Cebula: unikają jej karczowniki

Z karczownikami przegrywamy wszyscy, choć są i tacy, którzy twierdzą, że odstrasza ich zapach śledzi. Oczywiście również i z tej rady skorzystałam i rzeczywiście strat w warzywach miałam jakby trochę mniej, ponieważ zapach rozłożonych ryb sprowadził do ogrodu koty z okolicy i rozpoczęły się wielkie łowy. Co jeszcze może pomóc ocalić plony? Według niemieckich uczonych z Institute for Plant Protection in Horticulture and Forestry karczowniki odstraszają olejek eteryczny z pieprzu czarnego (nie posypywanie przyprawą-pieprzem, bo będzie ilościowo za mało olejku), olejek chiński geraniowy i cebula. Z tych podpowiedzi wykorzystałam najtańszą - cebulę z własnych grządek. Faktem jest, że  karczowniki cebuli nigdy nie ruszyły w moim ogrodzie, w przeciwieństwie do karczochów, fenkułu, ziemniaków truflowych, marchwi i buraczków, itd. Zgodnie z tą naukową radą wykorzystałam gnojówkę z cebuli, której zawsze mam spory zapas na mrówki.

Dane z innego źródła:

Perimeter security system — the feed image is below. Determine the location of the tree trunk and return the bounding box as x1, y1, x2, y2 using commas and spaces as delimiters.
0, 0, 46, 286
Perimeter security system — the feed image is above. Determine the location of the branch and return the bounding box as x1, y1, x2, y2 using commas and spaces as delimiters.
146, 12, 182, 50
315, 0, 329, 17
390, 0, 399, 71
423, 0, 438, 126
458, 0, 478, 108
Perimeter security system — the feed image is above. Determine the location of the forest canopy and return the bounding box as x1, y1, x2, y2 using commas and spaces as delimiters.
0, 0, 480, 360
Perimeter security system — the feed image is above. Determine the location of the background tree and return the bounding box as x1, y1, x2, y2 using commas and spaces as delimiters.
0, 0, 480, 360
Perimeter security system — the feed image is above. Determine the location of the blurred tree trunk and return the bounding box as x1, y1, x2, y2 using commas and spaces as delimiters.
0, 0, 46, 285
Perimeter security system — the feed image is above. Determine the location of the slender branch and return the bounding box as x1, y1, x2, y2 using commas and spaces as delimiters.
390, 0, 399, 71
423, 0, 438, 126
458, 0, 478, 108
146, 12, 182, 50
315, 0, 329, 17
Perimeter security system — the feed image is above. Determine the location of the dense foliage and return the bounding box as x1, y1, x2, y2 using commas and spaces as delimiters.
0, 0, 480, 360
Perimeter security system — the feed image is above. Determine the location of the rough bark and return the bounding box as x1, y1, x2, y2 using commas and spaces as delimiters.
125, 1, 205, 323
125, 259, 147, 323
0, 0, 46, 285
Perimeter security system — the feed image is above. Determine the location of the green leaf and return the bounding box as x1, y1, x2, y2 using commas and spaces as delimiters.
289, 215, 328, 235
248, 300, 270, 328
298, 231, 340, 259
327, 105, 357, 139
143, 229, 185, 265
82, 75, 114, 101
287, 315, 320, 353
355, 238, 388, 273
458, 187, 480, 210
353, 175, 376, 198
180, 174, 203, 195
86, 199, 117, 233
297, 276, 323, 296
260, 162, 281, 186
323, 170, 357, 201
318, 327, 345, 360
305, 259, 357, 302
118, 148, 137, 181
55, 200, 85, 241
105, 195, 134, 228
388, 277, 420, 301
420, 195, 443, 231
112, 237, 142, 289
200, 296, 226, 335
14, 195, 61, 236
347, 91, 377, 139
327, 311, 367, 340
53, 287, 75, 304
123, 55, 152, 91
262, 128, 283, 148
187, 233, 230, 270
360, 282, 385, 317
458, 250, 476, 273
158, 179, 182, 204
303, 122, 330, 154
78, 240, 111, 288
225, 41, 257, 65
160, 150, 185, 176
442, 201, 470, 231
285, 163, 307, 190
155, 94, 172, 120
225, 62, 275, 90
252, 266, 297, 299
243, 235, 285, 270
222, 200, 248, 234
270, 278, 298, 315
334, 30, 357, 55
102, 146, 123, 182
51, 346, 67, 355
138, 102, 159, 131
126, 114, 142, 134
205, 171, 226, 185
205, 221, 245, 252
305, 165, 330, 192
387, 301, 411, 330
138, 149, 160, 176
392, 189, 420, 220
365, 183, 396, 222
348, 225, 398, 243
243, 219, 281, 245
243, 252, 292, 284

W 10-litrowe wiadro sypię do połowy łuski cebuli i czosnku, zalewam wodą, przyciskam talerzem, na który kładę kamień, całość fermentuje tydzień i leję bez rozcieńczania w każdą pojawiającą się dziurę i jest to skuteczne. 

Literatura:

Fischer D, Imholt C, Pelz HJ, Wink M, Prokop A, Jacob J: The repelling effect of plant secondary metabolites on water voles, Arvicola amphibius (2013), Pest Manag Sci.